Setting up DNS, TLS, and a CDN for a Pelican Static Website

The first post in this series covered creating a site with Pelican the second covered S3 hosting and Github Actions. The series will conclude with configuration of DNS, TLS, and a CDN. You will need a domain name, AWS Account, and Cloudflare account to complete this step.

Create a TLS certificate

  1. To enable your distribution to serve over TLS you will request a public certificate from Amazon Certificate Manager (ACM)
    1. For the “Fully qualified domain name” enter the domain name that you will eventually want the Pelican generated site to be accessed by
    2. Select “Use DNS validation”
    3. Click Create
  2. At this point the certificate will be created but not valid, you need to prove ownership via DNS. Click on the Certificate ID. In the “Domains” section note the “CNAME name” and “CNAME value”.
  3. In CloudFlare console for your domain create a CNAME using the values AWS provided above
    1. The AWS “CNAME name” corresponds to “Name” in CloudFlare console
    2. The AWS “CNAM value” corresponds to “Content” in CloudFlare console
    3. Disable the CloudFlare Proxy Toggle
  4. Wait until the certificate’s status is “Issued” in the AWS console.

Create a CloudFront Distribution

  1. Following AWS’ guide configure a Cloudfront Web Distribution
    1. Select your bucket created as the “Origin domain”
    2. For “S3 Bucket Access” select “Yes use OAI”, select create a new one, and have AWS update the bucket policy. An Origin Access Identity is another type of identity within AWS which will allow your bucket to be locked down to just access via CloudFront vs being made public.
    3. In the “Alternate domain name” section enter the domain you wish to use
    4. In the “Custom SSL certificate” dropdown select the ACM certificate you created above
    5. In the “Default root object” enter index.html. docs
    6. Leave other options at their default and click Create. You will need to wait to move on until the distribution is deployed until you can test
  2. Once the Distribution is no longer showing as “Deploying” you should be able to see your site being served over TLS via the “Distribution domain name”/index.html

Configuring DNS

With a static site in the S3 bucket configured for static website hosting, and the CloudFront distribution configured via the “Distribution domain name”. Setting up DNS allows visitors to access this via your purchased domain name.

  1. Within your CloudFlare dashboard, under the “Website” menu click on the “Add Site” button.

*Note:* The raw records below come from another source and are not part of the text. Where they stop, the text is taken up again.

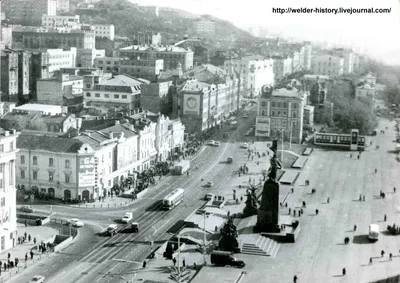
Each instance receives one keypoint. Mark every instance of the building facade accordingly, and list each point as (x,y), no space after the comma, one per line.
(327,65)
(280,111)
(172,55)
(8,197)
(104,31)
(9,75)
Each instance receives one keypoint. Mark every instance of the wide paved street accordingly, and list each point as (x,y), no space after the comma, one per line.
(319,253)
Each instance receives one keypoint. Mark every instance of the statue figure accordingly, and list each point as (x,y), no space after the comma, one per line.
(251,203)
(229,236)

Enter your domain name and click “Add site”. Select the free plan and contiune.
  2. You will be provided with a review of the DNS records currently setup for the domain. If this is a fesh purchase you will likely see DNS records created by your registrar. Click Contiune.
  3. You will be prompted to update the domain’s existing nameservers and point them to CloudFlare. This will allow CloudFlare to provide answers when browsers ask for information about your domain. These instructions will be unique for your domain registrar of choice.
  4. Once you have updated your Name Servers click the “Done, check nameservers” button. If this fails after updating at your registrar give it some time and retry.
  5. Within the CloudFlare “Quick Start Guide” accept the defaults and click “Finish”. Wait until CloudFlare confirms that your domain is congirued
  6. Within CloudFlare create a CNAME record with a value of @, and the “Target” as your CloudFront Distribution Domain Name. Ensure you delete the https:// or you will get an error
  7. Within CloudFlare select the “SSL/TLS” menu and set the encryption mode to “Full”.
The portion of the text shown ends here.